Analysis Map and Safety Boundary¶

Safety boundary: This workbook performs static analysis of sanitized excerpts, fake fixtures, and derived public metadata. It does not execute attacker code, inspect the analyst's environment, or contact any network.

Question and Method¶

This technical appendix reconstructs how a root dependency install crossed several trust boundaries:

root npm install
  -> prepare lifecycle script
  -> backgrounded Node server
  -> CommonJS import-time side effect
  -> bulk environment POST
  -> returned JavaScript executed with CommonJS access
  -> host-profile beacon attempt
  -> direct-IP connect failure

The notebooks analyze that chain without replaying it. Their governing rule is:

capability != observed execution != proven transmission

Static code can establish capability. Runtime traces can establish execution. Network or server-side evidence is needed to establish completed transmission.

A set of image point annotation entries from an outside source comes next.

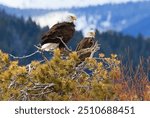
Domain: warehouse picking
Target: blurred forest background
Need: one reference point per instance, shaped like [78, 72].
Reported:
[18, 37]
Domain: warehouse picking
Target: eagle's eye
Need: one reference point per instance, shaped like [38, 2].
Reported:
[73, 18]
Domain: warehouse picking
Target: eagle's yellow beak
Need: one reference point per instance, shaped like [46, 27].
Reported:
[74, 18]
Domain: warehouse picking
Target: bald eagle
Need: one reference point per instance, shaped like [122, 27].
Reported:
[64, 30]
[86, 43]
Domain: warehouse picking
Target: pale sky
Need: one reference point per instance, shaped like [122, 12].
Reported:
[55, 4]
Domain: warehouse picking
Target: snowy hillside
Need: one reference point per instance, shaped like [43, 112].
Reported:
[118, 17]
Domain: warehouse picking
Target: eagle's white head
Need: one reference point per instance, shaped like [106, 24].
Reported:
[90, 34]
[71, 18]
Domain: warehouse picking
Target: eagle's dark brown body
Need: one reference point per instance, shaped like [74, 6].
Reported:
[85, 43]
[64, 30]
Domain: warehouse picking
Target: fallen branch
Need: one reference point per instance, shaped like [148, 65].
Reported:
[23, 57]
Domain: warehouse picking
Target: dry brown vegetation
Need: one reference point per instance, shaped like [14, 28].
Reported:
[61, 79]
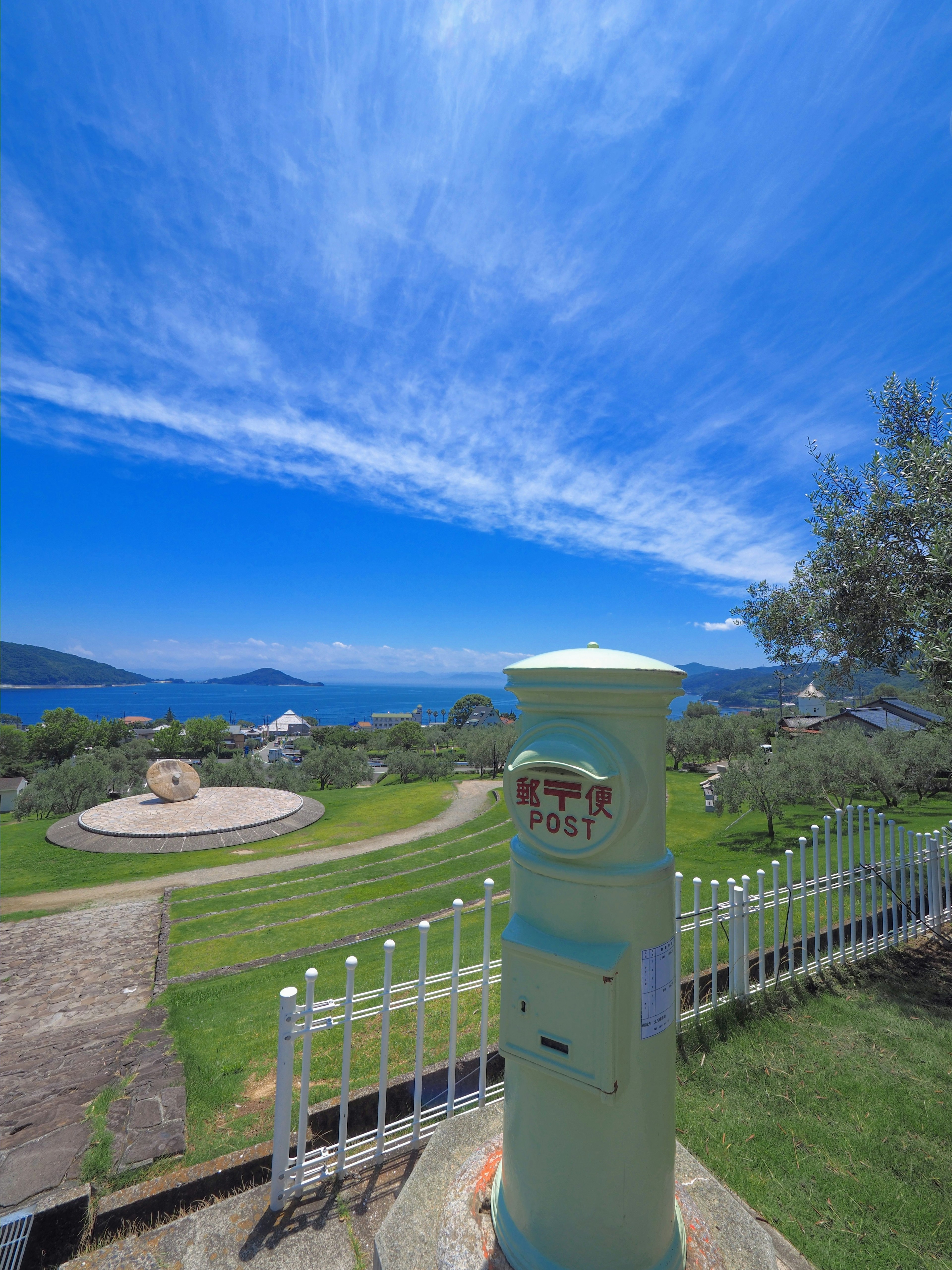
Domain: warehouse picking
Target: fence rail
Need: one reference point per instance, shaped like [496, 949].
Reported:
[871, 897]
[291, 1175]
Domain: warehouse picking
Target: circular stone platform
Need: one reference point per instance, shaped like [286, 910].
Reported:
[218, 817]
[210, 811]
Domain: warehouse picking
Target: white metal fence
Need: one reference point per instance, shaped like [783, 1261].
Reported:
[870, 897]
[291, 1175]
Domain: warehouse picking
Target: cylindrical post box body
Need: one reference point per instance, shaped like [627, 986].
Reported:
[590, 976]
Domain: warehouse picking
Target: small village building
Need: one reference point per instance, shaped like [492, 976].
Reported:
[483, 717]
[875, 717]
[812, 701]
[384, 721]
[11, 787]
[290, 726]
[802, 726]
[710, 792]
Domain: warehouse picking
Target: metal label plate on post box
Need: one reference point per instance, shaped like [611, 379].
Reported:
[560, 1004]
[567, 789]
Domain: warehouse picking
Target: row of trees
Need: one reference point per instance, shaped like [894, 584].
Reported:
[60, 736]
[64, 733]
[705, 734]
[838, 768]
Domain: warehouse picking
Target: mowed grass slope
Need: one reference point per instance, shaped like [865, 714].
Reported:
[404, 885]
[831, 1112]
[31, 864]
[226, 1030]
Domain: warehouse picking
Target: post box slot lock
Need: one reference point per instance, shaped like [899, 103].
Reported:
[555, 1045]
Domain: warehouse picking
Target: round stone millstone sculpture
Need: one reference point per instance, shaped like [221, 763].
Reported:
[173, 780]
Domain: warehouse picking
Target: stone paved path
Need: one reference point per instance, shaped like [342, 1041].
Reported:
[72, 988]
[469, 803]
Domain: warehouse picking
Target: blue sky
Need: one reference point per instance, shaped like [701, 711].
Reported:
[417, 337]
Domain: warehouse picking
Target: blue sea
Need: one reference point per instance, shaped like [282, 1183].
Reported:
[334, 704]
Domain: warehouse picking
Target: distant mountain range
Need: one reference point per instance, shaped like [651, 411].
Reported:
[271, 677]
[29, 666]
[757, 685]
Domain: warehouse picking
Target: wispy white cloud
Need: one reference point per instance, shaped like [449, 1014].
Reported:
[314, 660]
[730, 624]
[457, 263]
[473, 456]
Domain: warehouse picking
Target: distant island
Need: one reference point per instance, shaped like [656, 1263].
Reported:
[27, 666]
[271, 677]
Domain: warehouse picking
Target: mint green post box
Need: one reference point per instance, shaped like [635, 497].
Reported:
[590, 980]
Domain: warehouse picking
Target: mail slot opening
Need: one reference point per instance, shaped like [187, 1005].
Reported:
[555, 1045]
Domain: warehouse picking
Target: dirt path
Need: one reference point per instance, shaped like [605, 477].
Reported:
[469, 803]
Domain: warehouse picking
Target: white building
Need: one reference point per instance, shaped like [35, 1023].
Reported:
[290, 726]
[9, 788]
[483, 717]
[390, 719]
[812, 701]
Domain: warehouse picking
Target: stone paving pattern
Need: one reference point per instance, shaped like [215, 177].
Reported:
[211, 811]
[70, 834]
[149, 1122]
[73, 988]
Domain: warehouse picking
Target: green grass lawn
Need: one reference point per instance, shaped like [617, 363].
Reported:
[831, 1111]
[391, 886]
[225, 1030]
[31, 864]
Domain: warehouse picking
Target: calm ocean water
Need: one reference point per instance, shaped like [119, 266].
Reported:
[337, 703]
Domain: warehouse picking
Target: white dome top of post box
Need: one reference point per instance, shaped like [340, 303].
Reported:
[593, 658]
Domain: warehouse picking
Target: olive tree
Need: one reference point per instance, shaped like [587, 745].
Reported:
[765, 784]
[876, 591]
[65, 789]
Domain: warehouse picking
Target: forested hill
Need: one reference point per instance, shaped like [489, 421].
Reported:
[30, 666]
[271, 677]
[757, 685]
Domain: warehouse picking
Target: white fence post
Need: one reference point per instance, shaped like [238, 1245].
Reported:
[454, 1008]
[346, 1066]
[678, 879]
[829, 892]
[389, 945]
[421, 1020]
[893, 883]
[741, 955]
[304, 1102]
[861, 810]
[871, 868]
[852, 882]
[715, 924]
[839, 886]
[815, 830]
[697, 948]
[804, 909]
[746, 937]
[484, 1013]
[284, 1088]
[791, 915]
[881, 818]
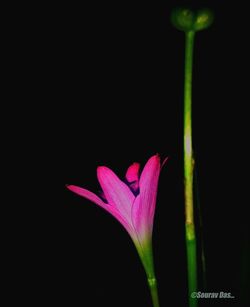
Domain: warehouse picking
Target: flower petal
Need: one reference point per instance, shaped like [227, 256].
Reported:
[87, 194]
[95, 199]
[144, 205]
[132, 176]
[116, 192]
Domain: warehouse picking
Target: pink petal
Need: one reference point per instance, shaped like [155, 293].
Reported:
[95, 199]
[116, 192]
[87, 194]
[132, 176]
[144, 205]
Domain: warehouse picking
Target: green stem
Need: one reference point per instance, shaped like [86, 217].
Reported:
[152, 282]
[188, 171]
[146, 255]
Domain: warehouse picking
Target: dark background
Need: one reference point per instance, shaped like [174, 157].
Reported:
[102, 84]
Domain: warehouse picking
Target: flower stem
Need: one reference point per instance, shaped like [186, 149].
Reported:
[188, 170]
[152, 282]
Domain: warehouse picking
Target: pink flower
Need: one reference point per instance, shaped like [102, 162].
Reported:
[131, 202]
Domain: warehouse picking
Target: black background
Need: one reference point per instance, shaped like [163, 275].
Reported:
[102, 84]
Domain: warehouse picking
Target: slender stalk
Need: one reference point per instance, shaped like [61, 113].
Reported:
[152, 282]
[188, 170]
[146, 255]
[202, 245]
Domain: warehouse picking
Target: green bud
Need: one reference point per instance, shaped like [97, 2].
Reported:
[186, 20]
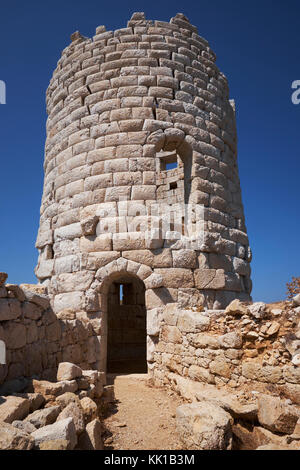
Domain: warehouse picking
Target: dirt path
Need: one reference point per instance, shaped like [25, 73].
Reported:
[142, 418]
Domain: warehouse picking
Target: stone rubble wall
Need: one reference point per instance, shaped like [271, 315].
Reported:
[59, 415]
[249, 347]
[37, 340]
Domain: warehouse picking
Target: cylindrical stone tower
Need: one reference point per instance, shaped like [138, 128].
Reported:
[142, 202]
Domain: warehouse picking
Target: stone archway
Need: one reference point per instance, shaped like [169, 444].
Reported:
[126, 325]
[138, 277]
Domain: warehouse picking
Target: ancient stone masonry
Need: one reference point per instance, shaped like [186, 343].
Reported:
[141, 178]
[36, 340]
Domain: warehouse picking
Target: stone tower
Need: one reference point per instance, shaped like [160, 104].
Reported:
[142, 202]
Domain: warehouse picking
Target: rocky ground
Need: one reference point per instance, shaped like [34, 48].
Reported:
[142, 417]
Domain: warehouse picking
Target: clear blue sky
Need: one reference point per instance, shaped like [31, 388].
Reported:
[257, 45]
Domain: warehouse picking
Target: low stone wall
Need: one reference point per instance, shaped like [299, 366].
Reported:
[252, 347]
[37, 340]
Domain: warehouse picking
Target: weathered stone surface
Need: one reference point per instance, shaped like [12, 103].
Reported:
[296, 300]
[258, 310]
[61, 430]
[13, 409]
[192, 322]
[43, 417]
[3, 277]
[68, 371]
[236, 307]
[36, 400]
[231, 341]
[12, 438]
[204, 427]
[50, 388]
[73, 410]
[66, 398]
[91, 438]
[90, 409]
[25, 426]
[276, 416]
[55, 444]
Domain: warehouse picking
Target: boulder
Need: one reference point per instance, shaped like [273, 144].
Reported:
[90, 409]
[204, 426]
[68, 371]
[55, 444]
[258, 310]
[12, 438]
[54, 389]
[248, 437]
[43, 417]
[3, 277]
[236, 307]
[73, 410]
[275, 415]
[91, 438]
[24, 426]
[61, 430]
[13, 408]
[36, 400]
[66, 398]
[231, 340]
[296, 299]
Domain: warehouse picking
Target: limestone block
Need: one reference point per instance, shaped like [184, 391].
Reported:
[276, 416]
[184, 259]
[153, 281]
[232, 340]
[102, 242]
[68, 232]
[176, 278]
[28, 428]
[204, 426]
[200, 374]
[10, 309]
[70, 300]
[209, 279]
[3, 277]
[61, 430]
[91, 438]
[128, 241]
[13, 408]
[68, 371]
[55, 389]
[203, 340]
[144, 193]
[236, 307]
[220, 367]
[79, 281]
[90, 410]
[74, 411]
[12, 438]
[40, 418]
[15, 334]
[67, 264]
[89, 225]
[45, 269]
[192, 322]
[188, 298]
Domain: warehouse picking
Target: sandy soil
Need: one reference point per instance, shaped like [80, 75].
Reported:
[142, 417]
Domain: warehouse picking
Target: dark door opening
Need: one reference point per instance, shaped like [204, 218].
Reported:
[126, 335]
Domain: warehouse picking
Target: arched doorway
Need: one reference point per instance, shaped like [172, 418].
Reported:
[126, 325]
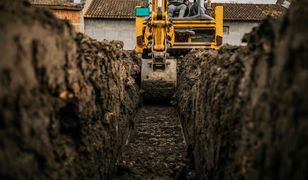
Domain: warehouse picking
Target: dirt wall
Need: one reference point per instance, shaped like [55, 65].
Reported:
[244, 109]
[66, 100]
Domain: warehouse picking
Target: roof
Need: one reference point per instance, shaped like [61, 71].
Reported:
[125, 9]
[250, 12]
[59, 4]
[114, 9]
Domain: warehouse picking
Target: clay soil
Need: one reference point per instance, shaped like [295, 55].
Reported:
[66, 100]
[69, 105]
[156, 149]
[244, 109]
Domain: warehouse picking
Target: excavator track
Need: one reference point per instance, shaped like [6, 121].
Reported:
[156, 148]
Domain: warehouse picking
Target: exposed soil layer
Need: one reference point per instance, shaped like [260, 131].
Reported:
[244, 109]
[156, 148]
[158, 92]
[66, 100]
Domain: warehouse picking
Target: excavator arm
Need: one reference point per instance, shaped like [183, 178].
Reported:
[160, 40]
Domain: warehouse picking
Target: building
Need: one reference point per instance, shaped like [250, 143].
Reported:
[72, 10]
[241, 18]
[113, 20]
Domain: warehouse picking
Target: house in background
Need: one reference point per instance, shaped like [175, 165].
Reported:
[72, 10]
[241, 18]
[115, 19]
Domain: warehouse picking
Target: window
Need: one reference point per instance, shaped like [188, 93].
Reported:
[226, 29]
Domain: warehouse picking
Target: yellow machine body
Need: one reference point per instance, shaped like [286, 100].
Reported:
[161, 39]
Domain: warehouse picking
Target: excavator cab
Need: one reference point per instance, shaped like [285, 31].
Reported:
[161, 40]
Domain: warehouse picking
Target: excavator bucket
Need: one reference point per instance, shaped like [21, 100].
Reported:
[158, 84]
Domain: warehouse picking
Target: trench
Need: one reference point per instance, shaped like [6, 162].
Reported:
[70, 105]
[156, 149]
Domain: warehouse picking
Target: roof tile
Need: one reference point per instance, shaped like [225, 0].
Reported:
[125, 9]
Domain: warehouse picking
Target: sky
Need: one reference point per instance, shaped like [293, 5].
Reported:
[247, 1]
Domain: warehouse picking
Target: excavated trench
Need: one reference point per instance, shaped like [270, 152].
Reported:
[70, 108]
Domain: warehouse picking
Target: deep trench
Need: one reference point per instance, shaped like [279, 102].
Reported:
[156, 148]
[70, 105]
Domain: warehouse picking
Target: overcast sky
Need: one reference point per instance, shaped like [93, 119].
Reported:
[247, 1]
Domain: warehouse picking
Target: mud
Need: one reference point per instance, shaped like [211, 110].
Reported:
[157, 92]
[244, 109]
[156, 149]
[66, 100]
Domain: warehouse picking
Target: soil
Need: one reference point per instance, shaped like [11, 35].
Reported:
[66, 100]
[68, 105]
[244, 109]
[156, 149]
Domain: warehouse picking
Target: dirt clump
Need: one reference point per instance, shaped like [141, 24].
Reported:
[66, 100]
[244, 109]
[156, 148]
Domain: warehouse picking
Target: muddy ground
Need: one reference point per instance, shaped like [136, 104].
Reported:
[66, 100]
[67, 105]
[156, 148]
[244, 109]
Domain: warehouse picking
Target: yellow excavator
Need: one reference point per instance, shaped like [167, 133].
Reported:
[162, 38]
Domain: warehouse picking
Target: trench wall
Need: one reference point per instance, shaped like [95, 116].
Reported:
[244, 109]
[66, 100]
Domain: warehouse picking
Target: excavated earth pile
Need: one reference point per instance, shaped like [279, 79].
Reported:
[66, 100]
[244, 109]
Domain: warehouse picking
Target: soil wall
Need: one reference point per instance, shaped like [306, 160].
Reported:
[244, 109]
[66, 100]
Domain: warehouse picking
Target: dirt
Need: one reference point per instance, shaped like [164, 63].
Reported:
[244, 109]
[66, 100]
[156, 149]
[68, 105]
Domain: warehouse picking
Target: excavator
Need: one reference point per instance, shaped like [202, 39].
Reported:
[162, 38]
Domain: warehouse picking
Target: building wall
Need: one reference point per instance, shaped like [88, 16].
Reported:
[74, 16]
[237, 31]
[123, 30]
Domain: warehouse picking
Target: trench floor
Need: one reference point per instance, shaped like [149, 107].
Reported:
[156, 147]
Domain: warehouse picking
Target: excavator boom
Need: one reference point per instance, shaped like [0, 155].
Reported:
[161, 40]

Artifact and Publication Map¶

Layer Artifact Public treatment Reason
npm lifecycle preserved package manifest / sanitized excerpt analyzed directly automatic entrypoint
Node import chain server.js, socket/index.js, controllers/auth.js call graph and reviewed excerpts import-time side effects
environment exfiltration auth controller / redacted schema data-flow model sensitive primitive
stage two hash plus derived feature summary feature extraction only raw payload withheld
C2 path public IOC plus reconstructed runtime error network-path reasoning no live contact

The private evidence set also contains hostile source and raw captures. Those are not notebook dependencies and are intentionally not published.

In [ ]:
layers = [
    {"step": 1, "boundary": "package manager -> shell", "question": "What can install execute?"},
    {"step": 2, "boundary": "entrypoint -> import graph", "question": "What runs before a request?"},
    {"step": 3, "boundary": "process -> environment", "question": "What data is reachable?"},
    {"step": 4, "boundary": "host -> remote response", "question": "What authority does returned data receive?"},
    {"step": 5, "boundary": "stage two -> C2", "question": "Did the connection complete?"},
]
layers

What Is Withheld¶

  • the raw executable stage-two body;
  • raw process-environment captures;
  • credential, token, browser, shell-history, or wallet reports;
  • private filesystem inventories;
  • live endpoint interaction and tasking logic.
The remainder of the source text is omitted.